В общем — все умерли.
Папаша дочь вниманием не баловал уже лет двенадцать, хотя алименты слал исправно. Поначалу появлялся, рассчитывая на восстановление отношений, потом понял, что всё — и отвял. Мать мужиков в дом не водила, если кто и появлялся, то на стороне, и не регулярно; так что взяться сёстрам-братьям было особо неоткуда.
Алка подслушала как-то разговор матери с подругой за рюмкой чая, на тему 'и что ты в нём тогда нашла?' Ответ 'любовь зла' подругу вполне устроил, а дальше мать что-то объясняла на пальцах, комментируя шёпотом.
— Что, правда? — восхищалась подруга, — не может быть!
— Не, ну, поменьше, конечно, но... же-ре-бец... сладкий, гад... Ты, если подвернётся, покатайся. Узнаешь, заодно, какая я сука. Кондом не забудь только.
— Ладно тебе. А Алка...
— От него, кобеля. Игорёк-то, что до него был, всё стихи читал, так до койки и не довёл. А этот...
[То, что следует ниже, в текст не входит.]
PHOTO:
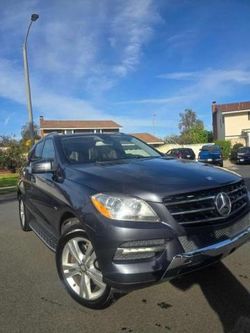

— Но дочка-то — красавица получилась? — тут подруги заметили, что дверь приоткрыта, и восстановили герметичность кухни.
Всё это Рита знала по прошлым откровениям подружки, одиночеству (без сестёр и братьев) искренне сочувствовала, но сегодняшнее высказывание про 'никто хуй не покажет' её возмутило. Можно подумать, ей это зрелище было в радость! Вот, прямо упрашивала брата: 'Покажи, да покажи!'.
Девочка огрела Алку вышитой подушечкой, что притаилась на спинке дивана, та ответила плюшевым медведем, и битва закипела. Победила молодость (Алка младше аж на две недели!) — Рита оказалась повергнута, на диване распята и к нему прижата.